I was familiar as
a teenager with church people talking ‘going to Filey.’ They were referring not so much to the
Yorkshire seaside town, as to the ‘Christian Holiday Crusade’ which was held
annually at the Butlin’s Camp at Filey from 1955 until the camp closed in 1983,
after which it relocated for a few years under a new name to the Butlin’s
facility at Skegness. ‘Filey’ was started under the leadership of the
evangelist J. Lindsay Glegg (1882-1975) in the aftermath of the 1954 Billy
Graham ‘Greater London Crusade’ to
provide an annual week of intensive sustenance to those who had come to faith
through the mission and similar events.
I was asked to
attend the 1977 Filey event by the youth organisation Scripture Union, for
which I had recently begun working as a bookshop manager, and I drove south
from Lanarkshire. It was my responsibility, assisted by a colleague, to staff a
bookstall of SU publications. I found the long hours, the unfamiliar routine,
and especially what seemed to me the unconventional personality of the man I
was not just working alongside but also sharing a chalet with, cumulatively
very stressful. Although to be honest, I think the problem was more with me
than with my colleague – in my naivety, I simply wasn’t used to hearing
Christians utter such fulsome appreciation of the female body as he expressed
when confronted with Evie Tornquist, ‘Christian
music’s greatest sweetheart’ who was 20 at the time and performing at Filey
that year.
I remember
walking up the dark stairwell leading directly into the brightly lit auditorium
one evening after a conference session had begun, feeling the empty poignant
sadness of exclusion as the crowd sang with an impassioned yearning:
Open
our eyes Lord, we want to see Jesus
To
reach out and touch him
To
say that we love him.
On the final evening of the event, having arranged to
purchase unsold Christmas stock for my shop, I spent a hectic hour shifting it
to my car to take north.
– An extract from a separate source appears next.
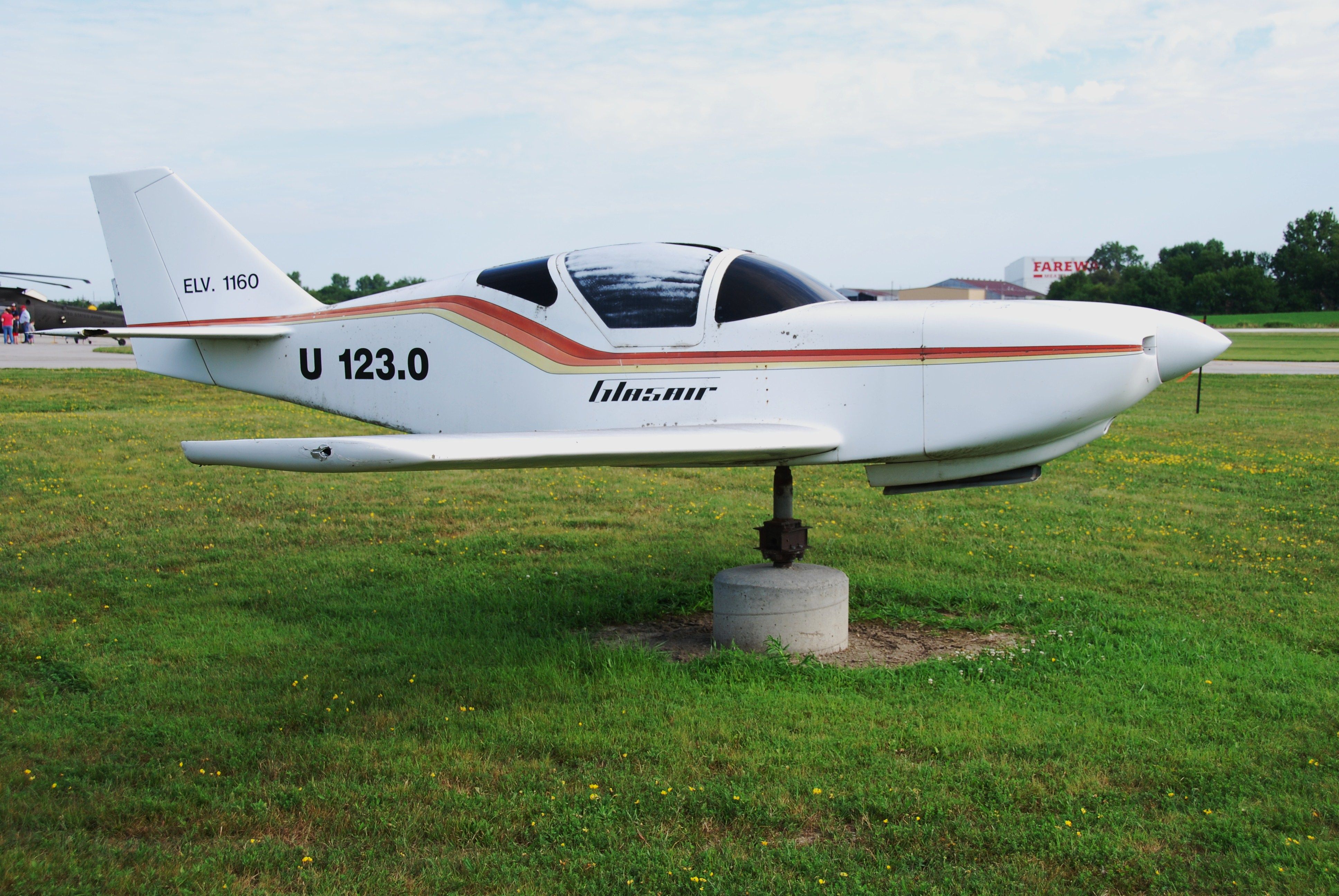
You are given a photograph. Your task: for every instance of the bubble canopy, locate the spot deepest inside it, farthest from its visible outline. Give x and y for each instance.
(646, 286)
The next morning, after a restless night, I left
Filey, and headed north. After a few miles, completely unexpectedly, I was
overcome by an intense conviction that I wouldn’t make it home, that there
would be a fatal accident on the way. Mile after mile I drove in terror, tensely
gripping the steering wheel and fearfully eyeing each approaching vehicle.
Would this be the one?
I stopped at a
motorway service station, and so certain was I that my death was imminent that
it was only with difficulty that I restrained myself from phoning my parents
(with whom I was still living at this point) telling them not to expect me
back. It was only when I reached Lanark, a few miles from home, that I could
admit the faintest hope that I might, after all, make it back safely.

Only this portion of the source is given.